Suddenly, I knew there was only one thing to do: Find another Christmas Dog ASAP. I thought the task would be simple. I started an online search, and assumed I would have my new dog in a matter of moments.
But when I saw the word “discontinued” next to the image, I knew it was going to be a much more complicated undertaking.
Eight hours, what seemed like 1,000 phone calls, $20 in shipping and the nicest long-distance Store Manager in the world later, a new Christmas Dog was on the way. Now, I would just have to find a way to keep the kids from figuring it out … .
Later that evening, our youngest son looked outside.
“Daddy, where's our dog?” he asked.
My husband looked upward, trying to think quickly.
“He, uh, well, his lights weren't working,” he said unconvincingly. “We took him someplace to get those fixed.”
Our son nodded, but was clearly dubious. I caught his older brother's eye, and he gave me a knowing look. I said a silent prayer that the money I spent on expedited shipping would serve me well.
And in fact, it did. The next day, Christmas Dog 2 arrived on our doorstep, and my husband snuck into the garage to assemble him and restore order to our outdoor display. Before I knew it, the dog was back in place, and the kids seemed to forget any doubts they may have had about his whereabouts.
Thankfully, the décor remained untouched for the rest of the season, and I breathed a sigh of relief when we packed it all up and stored it for the year.
Then, after 10 of the fastest months of my life, we pulled it all back down from the attic and began to deck the halls once again. As we unwrapped Christmas Dog, I eyed him warily.
“Think we should keep him inside this year?” I asked my husband.
He blinked at me in surprise
“It's an outdoor decoration,” he said simply.
“I can't deal with another incident,” I told him, shaking my head. “I can tell you with absolute certainty that I will not be able to locate a third Christmas Dog.”
“Eh, don't worry,” he said cheerfully. And with that, he marched outside with boxes of Christmas decorations, all three of our children trailing behind him. When he was done, our yard was bright and festive once again.
That night, however, I took every opportunity to look out the window and ensure the lit pup was firmly in place. Our real dog, Marley, joined me in this venture, barking at his supposed competition.

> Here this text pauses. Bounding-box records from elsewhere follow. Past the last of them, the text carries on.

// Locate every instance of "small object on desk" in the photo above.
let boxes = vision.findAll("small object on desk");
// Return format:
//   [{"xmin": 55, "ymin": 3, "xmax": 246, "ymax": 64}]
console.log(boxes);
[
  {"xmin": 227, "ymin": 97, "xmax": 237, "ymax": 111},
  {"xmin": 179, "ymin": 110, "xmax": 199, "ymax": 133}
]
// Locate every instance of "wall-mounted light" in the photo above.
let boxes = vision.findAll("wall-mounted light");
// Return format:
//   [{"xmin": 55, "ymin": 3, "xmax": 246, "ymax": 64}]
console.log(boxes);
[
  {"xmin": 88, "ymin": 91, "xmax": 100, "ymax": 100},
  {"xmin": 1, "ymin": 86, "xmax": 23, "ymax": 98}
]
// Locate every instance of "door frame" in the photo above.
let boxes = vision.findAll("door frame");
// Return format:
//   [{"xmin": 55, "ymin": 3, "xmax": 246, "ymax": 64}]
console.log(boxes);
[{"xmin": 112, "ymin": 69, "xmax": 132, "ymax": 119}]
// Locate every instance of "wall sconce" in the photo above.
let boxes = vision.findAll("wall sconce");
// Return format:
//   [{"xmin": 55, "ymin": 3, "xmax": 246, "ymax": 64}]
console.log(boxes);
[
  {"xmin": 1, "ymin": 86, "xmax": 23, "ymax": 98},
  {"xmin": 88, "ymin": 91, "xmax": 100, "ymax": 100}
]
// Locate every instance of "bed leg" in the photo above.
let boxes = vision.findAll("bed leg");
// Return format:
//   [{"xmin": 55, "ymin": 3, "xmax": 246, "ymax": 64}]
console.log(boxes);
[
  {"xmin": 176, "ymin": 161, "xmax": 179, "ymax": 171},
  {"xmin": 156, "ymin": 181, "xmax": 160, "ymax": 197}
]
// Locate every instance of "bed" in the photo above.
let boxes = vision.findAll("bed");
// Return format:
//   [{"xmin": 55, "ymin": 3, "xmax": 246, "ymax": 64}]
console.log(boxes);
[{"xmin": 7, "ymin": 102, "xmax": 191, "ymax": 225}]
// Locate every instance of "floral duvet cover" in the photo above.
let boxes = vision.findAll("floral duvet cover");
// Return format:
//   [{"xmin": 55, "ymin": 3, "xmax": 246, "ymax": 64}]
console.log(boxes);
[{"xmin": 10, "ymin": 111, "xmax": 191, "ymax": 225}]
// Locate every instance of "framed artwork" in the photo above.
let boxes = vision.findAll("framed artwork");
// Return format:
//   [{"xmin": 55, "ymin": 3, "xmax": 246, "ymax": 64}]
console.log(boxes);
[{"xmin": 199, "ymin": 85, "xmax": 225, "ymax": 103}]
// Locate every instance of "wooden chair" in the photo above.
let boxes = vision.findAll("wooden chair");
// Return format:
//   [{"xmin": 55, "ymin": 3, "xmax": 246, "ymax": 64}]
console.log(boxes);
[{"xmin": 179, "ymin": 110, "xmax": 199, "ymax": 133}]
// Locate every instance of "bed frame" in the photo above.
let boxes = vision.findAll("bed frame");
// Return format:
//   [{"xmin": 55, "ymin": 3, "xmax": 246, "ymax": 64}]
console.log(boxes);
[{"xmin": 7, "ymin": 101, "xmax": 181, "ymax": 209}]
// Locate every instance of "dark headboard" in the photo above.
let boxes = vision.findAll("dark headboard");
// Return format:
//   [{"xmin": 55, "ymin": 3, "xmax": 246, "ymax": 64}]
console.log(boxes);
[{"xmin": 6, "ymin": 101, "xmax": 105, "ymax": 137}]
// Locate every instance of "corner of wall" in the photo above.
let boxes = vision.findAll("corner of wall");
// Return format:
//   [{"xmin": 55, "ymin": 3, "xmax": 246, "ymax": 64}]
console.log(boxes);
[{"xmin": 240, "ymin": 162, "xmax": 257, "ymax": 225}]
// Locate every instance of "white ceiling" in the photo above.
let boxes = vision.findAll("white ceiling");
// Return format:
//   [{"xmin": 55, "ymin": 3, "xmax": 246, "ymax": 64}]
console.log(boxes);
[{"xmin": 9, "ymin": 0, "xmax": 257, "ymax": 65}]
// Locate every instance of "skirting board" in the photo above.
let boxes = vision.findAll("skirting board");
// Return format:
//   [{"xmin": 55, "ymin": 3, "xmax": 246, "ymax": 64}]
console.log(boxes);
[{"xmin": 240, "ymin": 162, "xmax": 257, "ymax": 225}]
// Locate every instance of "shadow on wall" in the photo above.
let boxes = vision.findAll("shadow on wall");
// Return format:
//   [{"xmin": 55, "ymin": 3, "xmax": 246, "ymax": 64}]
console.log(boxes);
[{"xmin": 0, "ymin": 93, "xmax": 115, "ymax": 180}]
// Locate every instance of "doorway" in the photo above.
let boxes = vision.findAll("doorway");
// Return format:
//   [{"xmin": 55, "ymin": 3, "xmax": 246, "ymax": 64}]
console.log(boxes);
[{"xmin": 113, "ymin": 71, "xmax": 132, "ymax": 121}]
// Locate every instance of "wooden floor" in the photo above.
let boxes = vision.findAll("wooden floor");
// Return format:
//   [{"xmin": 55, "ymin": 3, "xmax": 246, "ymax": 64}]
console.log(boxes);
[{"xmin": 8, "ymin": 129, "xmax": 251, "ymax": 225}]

Eventually, my husband looked up at me in exasperation.
“What are you doing?” he asked me.
“Making sure everything is OK out there,” I replied petulantly.
He rolled his eyes.
“It will be fine,” he assured me.
I gave him my best doleful look, and without another word, he went outside, unplugged the decoration and moved it close to the house.
“Better?” he asked me.
“Yep,” I responded with a smile.
This year, I think Christmas Dog will be safe and sound.